Second Unit Director or Assistant Director: Jacques Becker (assistant director), Tony Corteggiani (assistant director as Corteggiani), Guy Demazure (assistant director as Demazure), Jean-Paul Dreyfus (assistant director as J.P. Dreyfus), Marc Maurette (assistant director), Claude Renoir (assistant director as Cl. Renoir Sr.)
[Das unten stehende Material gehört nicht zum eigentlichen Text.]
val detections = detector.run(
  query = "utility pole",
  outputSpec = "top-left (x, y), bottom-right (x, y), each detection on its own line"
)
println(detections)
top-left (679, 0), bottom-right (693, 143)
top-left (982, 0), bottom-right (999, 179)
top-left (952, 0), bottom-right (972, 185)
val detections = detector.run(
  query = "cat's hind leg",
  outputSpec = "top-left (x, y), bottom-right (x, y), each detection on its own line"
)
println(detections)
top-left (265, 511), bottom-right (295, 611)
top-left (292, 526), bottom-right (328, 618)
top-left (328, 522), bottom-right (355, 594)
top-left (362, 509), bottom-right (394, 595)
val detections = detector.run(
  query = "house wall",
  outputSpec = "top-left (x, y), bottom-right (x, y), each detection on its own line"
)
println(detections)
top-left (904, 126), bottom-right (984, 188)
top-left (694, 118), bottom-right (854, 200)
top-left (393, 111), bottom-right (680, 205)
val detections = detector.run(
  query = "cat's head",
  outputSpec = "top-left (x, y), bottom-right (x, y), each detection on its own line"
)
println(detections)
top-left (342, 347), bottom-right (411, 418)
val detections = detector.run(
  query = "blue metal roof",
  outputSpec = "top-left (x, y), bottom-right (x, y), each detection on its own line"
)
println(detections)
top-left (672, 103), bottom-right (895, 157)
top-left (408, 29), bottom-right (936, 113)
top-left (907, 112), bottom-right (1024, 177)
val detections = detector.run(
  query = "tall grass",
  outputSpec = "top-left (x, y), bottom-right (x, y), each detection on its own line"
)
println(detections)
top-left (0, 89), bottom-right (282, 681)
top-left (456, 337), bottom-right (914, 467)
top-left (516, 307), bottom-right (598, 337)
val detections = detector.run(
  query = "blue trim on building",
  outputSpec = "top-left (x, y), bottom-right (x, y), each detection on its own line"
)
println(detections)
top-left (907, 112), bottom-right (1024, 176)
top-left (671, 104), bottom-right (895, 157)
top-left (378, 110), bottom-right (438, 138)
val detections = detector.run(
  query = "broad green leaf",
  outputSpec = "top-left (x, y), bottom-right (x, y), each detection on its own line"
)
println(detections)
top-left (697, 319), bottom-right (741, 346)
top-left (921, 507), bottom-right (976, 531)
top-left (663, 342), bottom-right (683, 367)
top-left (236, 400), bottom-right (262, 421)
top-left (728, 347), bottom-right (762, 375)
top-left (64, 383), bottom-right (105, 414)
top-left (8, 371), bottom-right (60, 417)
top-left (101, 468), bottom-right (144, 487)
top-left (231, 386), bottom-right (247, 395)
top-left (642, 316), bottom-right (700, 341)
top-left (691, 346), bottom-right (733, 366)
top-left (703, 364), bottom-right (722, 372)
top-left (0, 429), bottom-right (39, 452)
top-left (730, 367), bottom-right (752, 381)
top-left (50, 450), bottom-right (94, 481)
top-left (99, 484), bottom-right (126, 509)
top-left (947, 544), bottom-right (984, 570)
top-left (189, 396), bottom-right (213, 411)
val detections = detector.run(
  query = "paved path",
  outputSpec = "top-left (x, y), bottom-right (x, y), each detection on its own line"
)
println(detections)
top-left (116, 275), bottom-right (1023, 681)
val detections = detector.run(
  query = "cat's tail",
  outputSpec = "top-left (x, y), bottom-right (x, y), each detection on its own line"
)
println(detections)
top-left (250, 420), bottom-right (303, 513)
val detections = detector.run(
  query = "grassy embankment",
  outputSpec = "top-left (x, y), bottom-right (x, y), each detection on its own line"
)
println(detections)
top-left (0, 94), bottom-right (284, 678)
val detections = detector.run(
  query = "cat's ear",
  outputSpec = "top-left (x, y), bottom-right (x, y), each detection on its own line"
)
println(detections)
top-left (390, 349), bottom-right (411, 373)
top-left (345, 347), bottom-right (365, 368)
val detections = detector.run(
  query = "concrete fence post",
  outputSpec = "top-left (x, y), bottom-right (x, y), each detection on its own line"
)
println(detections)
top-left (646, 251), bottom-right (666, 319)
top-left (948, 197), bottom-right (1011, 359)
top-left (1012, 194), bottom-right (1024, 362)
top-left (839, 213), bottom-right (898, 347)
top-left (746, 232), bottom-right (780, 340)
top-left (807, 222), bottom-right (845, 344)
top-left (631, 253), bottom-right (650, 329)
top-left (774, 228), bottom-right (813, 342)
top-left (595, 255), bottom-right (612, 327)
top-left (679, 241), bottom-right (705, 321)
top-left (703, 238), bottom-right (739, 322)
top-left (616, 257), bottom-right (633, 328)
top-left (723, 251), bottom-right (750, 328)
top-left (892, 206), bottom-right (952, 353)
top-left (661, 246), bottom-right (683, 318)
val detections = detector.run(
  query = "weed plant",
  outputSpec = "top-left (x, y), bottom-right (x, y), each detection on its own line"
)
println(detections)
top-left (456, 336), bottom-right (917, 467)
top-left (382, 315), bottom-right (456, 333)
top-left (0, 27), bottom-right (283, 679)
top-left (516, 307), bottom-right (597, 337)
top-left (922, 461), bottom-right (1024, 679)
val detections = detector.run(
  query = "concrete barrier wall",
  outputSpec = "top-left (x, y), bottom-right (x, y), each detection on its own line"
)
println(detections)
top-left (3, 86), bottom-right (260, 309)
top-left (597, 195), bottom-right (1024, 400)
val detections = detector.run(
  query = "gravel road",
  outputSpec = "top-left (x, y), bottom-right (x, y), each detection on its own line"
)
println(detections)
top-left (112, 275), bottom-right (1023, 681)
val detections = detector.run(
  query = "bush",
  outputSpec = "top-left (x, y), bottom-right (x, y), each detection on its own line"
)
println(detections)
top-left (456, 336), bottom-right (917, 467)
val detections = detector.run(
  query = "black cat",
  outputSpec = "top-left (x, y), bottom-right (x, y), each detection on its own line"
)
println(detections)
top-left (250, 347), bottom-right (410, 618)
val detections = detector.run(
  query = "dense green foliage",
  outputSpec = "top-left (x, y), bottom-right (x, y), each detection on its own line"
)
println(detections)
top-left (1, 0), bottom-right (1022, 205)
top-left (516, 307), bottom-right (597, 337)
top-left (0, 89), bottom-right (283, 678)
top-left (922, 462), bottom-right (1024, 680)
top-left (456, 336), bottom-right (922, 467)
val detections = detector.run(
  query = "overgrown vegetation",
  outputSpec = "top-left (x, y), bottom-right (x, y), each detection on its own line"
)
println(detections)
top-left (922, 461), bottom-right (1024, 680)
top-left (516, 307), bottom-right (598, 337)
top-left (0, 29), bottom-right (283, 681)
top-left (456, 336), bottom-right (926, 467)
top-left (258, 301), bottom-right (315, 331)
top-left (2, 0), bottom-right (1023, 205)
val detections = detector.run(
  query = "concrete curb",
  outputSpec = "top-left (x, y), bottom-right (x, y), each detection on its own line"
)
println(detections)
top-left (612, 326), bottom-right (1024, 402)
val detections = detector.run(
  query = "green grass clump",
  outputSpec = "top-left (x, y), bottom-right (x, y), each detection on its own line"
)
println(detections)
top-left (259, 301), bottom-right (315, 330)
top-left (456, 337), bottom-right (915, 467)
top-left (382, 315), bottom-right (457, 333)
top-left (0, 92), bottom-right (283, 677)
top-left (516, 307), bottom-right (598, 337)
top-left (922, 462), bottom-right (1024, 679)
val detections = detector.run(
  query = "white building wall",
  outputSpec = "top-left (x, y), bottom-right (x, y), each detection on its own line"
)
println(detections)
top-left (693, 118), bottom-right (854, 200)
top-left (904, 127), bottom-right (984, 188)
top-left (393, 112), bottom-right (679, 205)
Sound Department: Jean Bertrand (sound engineer), J. Demede (sound), Joseph de Bretagne (sound)
Other crew: Louis Joly (production administrator), Lotte Reiniger (shadow puppets), André Zwoboda (production director)

Reviews:

    Siegfried Kracauer: LA MARSEILLAISE

    Zurzeit befindet sich hier ein Filmprojekt in Vorbereitung, dessen Realisierung in thematischer und organisatorischer Hinsicht allgemeines Interessen beansprucht. Der rühmlich bekannte französische Filmregisseur Jean Renoir -- er behandelt seit Jahren mit Vorliebe soziale Stoffe und hat erst unlängst Gorkis »Nachtasyl« verfilmt - plant einen großen Revolutionsfilm LA MARSEILLAISE, der aber von vornherein nicht wie irgendein Privatgeschäft, sondern unter aktiver Beteiligung der Bevölkerung aufgezogen werden soll. Dieser Film, so ungefähr argumentiert Renoir, darf kein Produkt der Branche sein, denn er ist eine Angelegenheit der Nation; und da er sich an die republikanisch gesinnten Massen wendet, muß er auch durch die Massen zustandekommen.
    Dem neuartigen Gedankengang entspringt eine neuartige Finanzierungsmethode: eine öffentliche Subskription wird ausgeschrieben, die zu zeichnen nahezu jeder in der Lage ist. Oder hat nicht jedermann die Möglichkeit, für eine ihn betreffende Sache einen Beitrag von zwei Francs zu spenden? Tatsächlich ist die Emission von Anteilen in der mikroskopisch geringen Höhe von zwei Francs projektiert. Wer einen solchen Anteil erwirbt, gibt gewissermaßen ein Darlehen, das er später zurückvergütet erhält. Sowohl den Kinobesitzern wie den Kinobesuchern nämlich werden die Zwei-Franc-Anteile als Zahlungsmittel dienen: jenen beim Bezug des Films, diesen beim Eintritt in alle Kinos, die ihn spielen. Angenommen, das Kinobillett koste sechs Francs, so hätte der Inhaber eines Anteils nur noch vier Francs zu entrichten. Das Prinzip ist einfach. Kommerziell ausgedrückt, besteht es darin, daß die künftigen Besucher die Produktionskosten des Filmes bevorschussen und hierfür zuzüglich ihrer Einlage eine Dividende in Gestalt des Lustgewinnes empfangen, den ihnen der Film verschafft.
    Die Frage, ob sich die nötige Zahl von Kleinaktionären findet, wird von Jean Renoir mit begründetem Optimismus bejaht. Zunächst hat sich bereits eindeutig gezeigt, daß der Film dank seinem Thema ein starkes Echo weckt. Und wenn auch eine staatliche Hilfe völlig ausscheidet, so wird doch die Regierung das Projekt mit Erleichterungen unterstützen, deren es bei Massenszenen und Aufnahmen in historischen Milieus bedarf. Die Vorbereitungen sind weit gediehen. Gerade in diesen Tagen konstituiert sich die Produktionsfirma »Société La Marseillaise«, und binnen zweier Monate hofft Renoir das Drehbuch fertigzustellen, das er mit mehreren fachkundigen Autoren zusammen bearbeitet. Es entrollt die Revolutionsgeschichte in volkstümlicher Form; den Auftakt bildet die Schilderung der ökonomischen Krise, die zur Einberufung der Generalstände geführt hat, den Abschluß die Schlacht von Valmy, von der Goethe bemerkte, daß mit ihr eine neue Epoche der Weltgeschichte anbräche. Unmittelbar nach Beendigung des Drehbuchs werden die Aufnahmen beginnen, bei denen eine Mitwirkung der Pariser Bevölkerung vorgesehen ist, die sicherlich wie keine andere dazu geeignet wäre, in der Rolle ihrer Ahnen aufzutreten. Übrigens scheint Maurice Chevalier keineswegs abgeneigt, sich unter diese Massen zu mischen und im Kostüm des Arbeiters die Marseillaise zu singen.